Crush
Middle English: from Old French cruissir, ‘gnash (teeth) or crack’, of unknown origin.
wiktionary
From Middle English cruschen(“to crush, smash, squeeze, squash”), from Old French croissir(“to crush”), from Late Latin *cruscio(“to brush”), from Frankish *krostjan(“to crush, squeeze, squash”).

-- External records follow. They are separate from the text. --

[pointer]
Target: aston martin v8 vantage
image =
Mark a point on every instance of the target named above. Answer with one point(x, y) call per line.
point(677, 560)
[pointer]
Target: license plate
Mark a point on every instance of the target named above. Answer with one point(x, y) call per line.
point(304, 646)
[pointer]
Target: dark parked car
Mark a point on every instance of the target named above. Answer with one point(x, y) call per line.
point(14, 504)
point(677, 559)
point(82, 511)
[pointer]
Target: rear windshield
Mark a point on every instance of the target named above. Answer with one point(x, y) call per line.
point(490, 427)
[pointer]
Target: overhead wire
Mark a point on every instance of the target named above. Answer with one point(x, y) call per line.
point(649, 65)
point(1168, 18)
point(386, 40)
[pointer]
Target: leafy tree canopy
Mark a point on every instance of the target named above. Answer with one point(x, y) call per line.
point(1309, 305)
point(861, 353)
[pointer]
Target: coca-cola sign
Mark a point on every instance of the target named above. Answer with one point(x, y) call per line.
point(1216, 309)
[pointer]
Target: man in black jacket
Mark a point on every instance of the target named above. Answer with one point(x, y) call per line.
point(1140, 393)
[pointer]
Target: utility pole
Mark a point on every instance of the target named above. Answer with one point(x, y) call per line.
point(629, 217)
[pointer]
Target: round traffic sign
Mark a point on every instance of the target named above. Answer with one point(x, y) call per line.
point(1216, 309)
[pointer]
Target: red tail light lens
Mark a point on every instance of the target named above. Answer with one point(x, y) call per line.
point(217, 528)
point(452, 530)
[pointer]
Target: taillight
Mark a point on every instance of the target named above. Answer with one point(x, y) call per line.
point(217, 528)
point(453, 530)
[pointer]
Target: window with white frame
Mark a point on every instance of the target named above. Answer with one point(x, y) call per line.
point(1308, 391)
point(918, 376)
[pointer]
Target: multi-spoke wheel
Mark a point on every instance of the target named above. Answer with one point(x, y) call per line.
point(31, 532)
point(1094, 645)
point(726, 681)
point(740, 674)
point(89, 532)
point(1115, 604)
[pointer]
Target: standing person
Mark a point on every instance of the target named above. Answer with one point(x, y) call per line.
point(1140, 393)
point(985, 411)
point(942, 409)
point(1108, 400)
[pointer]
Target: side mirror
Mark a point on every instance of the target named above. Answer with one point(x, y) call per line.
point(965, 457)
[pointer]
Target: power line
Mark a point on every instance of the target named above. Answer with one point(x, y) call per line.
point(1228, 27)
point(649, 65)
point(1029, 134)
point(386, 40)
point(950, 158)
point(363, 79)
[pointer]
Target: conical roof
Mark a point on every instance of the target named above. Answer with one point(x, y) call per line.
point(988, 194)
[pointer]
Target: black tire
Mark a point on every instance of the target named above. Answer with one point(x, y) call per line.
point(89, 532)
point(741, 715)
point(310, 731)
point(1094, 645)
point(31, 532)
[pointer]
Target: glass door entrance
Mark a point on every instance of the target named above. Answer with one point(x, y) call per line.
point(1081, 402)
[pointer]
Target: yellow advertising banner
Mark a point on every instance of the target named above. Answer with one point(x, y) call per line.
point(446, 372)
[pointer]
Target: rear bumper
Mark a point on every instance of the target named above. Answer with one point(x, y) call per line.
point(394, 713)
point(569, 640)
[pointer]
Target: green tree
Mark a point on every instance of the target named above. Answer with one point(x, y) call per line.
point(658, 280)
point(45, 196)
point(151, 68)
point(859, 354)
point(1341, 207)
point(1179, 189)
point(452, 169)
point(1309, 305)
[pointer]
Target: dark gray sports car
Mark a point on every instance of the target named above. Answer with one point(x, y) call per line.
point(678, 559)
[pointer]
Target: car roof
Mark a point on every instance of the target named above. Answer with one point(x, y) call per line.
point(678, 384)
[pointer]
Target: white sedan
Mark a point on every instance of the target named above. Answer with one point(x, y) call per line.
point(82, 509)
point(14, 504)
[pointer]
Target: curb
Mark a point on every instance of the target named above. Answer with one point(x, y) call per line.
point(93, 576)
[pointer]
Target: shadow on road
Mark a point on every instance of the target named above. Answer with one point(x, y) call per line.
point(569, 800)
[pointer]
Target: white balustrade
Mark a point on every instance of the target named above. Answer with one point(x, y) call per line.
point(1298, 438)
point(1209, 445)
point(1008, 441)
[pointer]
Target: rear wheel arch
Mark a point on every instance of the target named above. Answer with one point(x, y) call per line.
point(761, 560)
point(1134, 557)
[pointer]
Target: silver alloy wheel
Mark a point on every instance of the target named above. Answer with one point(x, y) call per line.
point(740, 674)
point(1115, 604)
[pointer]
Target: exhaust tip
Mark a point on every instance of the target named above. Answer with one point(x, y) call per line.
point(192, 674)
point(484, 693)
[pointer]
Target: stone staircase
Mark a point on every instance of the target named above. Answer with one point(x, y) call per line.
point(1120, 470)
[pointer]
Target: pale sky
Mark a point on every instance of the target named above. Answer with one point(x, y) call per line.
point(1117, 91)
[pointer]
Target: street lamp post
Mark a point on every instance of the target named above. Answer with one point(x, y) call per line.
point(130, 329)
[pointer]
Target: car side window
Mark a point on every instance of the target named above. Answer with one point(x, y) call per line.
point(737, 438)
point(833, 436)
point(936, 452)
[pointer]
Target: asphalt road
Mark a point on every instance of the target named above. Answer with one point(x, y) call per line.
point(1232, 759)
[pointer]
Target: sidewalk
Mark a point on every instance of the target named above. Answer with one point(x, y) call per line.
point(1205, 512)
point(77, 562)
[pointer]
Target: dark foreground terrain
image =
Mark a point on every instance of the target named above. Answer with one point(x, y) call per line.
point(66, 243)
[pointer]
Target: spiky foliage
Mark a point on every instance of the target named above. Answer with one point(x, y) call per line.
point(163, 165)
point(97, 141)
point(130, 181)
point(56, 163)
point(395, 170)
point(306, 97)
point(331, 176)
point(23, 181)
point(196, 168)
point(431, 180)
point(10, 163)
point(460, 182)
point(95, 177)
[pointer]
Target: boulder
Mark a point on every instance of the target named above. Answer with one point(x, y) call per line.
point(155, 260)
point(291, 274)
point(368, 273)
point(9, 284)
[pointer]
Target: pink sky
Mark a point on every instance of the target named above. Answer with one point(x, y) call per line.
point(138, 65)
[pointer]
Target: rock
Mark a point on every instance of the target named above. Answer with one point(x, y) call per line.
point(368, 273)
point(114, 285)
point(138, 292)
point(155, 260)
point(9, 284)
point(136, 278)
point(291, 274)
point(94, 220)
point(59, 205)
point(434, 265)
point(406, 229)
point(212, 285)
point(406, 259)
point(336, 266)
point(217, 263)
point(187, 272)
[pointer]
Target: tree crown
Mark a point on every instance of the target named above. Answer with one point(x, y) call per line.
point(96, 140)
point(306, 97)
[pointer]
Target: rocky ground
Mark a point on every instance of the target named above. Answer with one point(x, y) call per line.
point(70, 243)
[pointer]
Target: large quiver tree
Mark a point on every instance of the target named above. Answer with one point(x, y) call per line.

Akin to Gothic 𐌺𐍂𐌹𐌿𐍃𐍄𐌰𐌽( kriustan, “to gnash”), Old Swedish krusa(“to crush”), Middle Low German krossen(“to break”), Swedish krysta(“to squeeze”), Danish kryste(“to squash”), Icelandic kreista(“to squeeze, squash”), Faroese kroysta(“to squeeze”).
etymonline
crush (v.)
mid-14c., "smash, shatter, break into fragments or small particles; force down and bruise by heavy weight," also figuratively, "overpower, subdue," from Old French cruissir (Modern French écraser), variant of croissir "to gnash (teeth), crash, smash, break," which is perhaps from Frankish *krostjan "to gnash" (cognates: Gothic kriustan, Old Swedish krysta "to gnash").
Figurative sense of "to humiliate, demoralize" is by c. 1600. Related: Crushed; crushing; crusher. Italian crosciare, Catalan cruxir, Spanish crujirare "to crack" are Germanic loan-words.
crush (n.)
1590s, "act of crushing, a violent collision or rushing together," from crush (v.). Meaning "thick crowd" is from 1806. Sense of "person one is infatuated with" is first recorded 1884, U.S. slang; to have a crush on (someone) is by 1903.